The site, which was inspired by Trip Advisor, is popular in six cities across Canada and is one of the top 600 most-visited websites in the country, she said.

When it comes to being an entrepreneur, age has its pros and cons.

The biggest advantage is having experience of working in large organizations, Ms. Peterson said. “Big-company experience really goes a long way in how you set up and structure yourself and build a team,” she said.

Although in the Internet world it’s easier than ever to work on a shoestring, she said her knowledge of sales and marketing from the consumer products industry is a benefit of her age. Her accumulated experience has been essential to building the HomeStars brand, she said.

But she does note the downsides of starting a business in the middle of a successful career.

“If you’re really trying to replicate your income from a big corporate job, it’s not going to happen with a really small cottage-y type idea,” she acknowledged.

“We’re at a great growing point, but it took three to four years to get there,” she said.

Michael Garrity, 43,

Founder, president, CommunityLend

Mr. Garrity launched CommunityLend, his first startup, when he was 41.

Previously, he worked as vice president of marketing and sales at ePost, Canada Post’s Internet billing service.

“I became very aware of both how monopolistic the banking environment is in Canada and how much debt personal consumers were bearing on a monthly basis,” he said.

“I wanted to find a solution that created more competition for banks and a better deal for consumers.”

His company essentially acts as an eBay for loans, he said, and his experience in a startup environment – he was recruited to join the founding team of ePost, which he helped to launch – has come in handy.

“There’s lots of drama in startups, and some can be quite overwhelming and stressful,” Mr. Garrity said.

He described how, at the beginning of a venture, losing a big client can “feel like the end of the world.”

“You can study about business success, you can read about it, you can get a degree in it, but there’s nothing that teaches you business success like business failure,” he said.
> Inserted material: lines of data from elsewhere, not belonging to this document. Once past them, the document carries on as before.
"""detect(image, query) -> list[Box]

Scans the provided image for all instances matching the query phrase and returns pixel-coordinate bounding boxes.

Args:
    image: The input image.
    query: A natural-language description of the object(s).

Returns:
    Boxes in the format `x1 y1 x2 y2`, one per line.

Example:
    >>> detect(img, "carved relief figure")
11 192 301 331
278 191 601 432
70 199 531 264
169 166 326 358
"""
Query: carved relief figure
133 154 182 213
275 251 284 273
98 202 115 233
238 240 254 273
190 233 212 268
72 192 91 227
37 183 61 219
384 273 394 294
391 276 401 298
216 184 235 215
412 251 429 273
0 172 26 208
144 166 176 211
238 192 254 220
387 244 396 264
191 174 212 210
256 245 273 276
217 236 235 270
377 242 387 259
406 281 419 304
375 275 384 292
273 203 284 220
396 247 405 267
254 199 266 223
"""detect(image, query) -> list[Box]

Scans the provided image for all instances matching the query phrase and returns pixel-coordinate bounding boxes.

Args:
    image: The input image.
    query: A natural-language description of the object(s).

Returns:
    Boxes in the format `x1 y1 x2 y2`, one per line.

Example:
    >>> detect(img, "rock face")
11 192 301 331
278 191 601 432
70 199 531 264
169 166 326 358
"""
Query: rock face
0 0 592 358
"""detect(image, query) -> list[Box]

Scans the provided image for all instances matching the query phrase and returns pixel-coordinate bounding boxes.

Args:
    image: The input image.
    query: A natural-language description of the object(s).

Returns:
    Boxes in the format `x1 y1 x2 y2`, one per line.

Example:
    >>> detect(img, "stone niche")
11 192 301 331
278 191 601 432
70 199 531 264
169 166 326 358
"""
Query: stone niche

But that same feeling of failure taught him how to design an organization that avoided a lot of the pitfalls he’d already been through, he said.

“The more experience you have helps you contextualize the big wins and big losses,” he said.

“One of the downsides of being older is you certainly have more to lose – I’m married, I have two children and own a house,” he said. “You get naturally more risk adverse as you get older.”

“I wouldn’t be able to do this if I didn’t have the support of my wife and my family,” he added. “Between 6 p.m. and 8 p.m. every day, I turn the Blackberry off. That’s time I spend with my family, period.”

But experience helps later-in-life entrepreneurs prioritize their responsibilities, giving them an advantage, he said.

“That’s the really good things about being an entrepreneur at this stage of my career,” he said. “You can keep things in perspective.”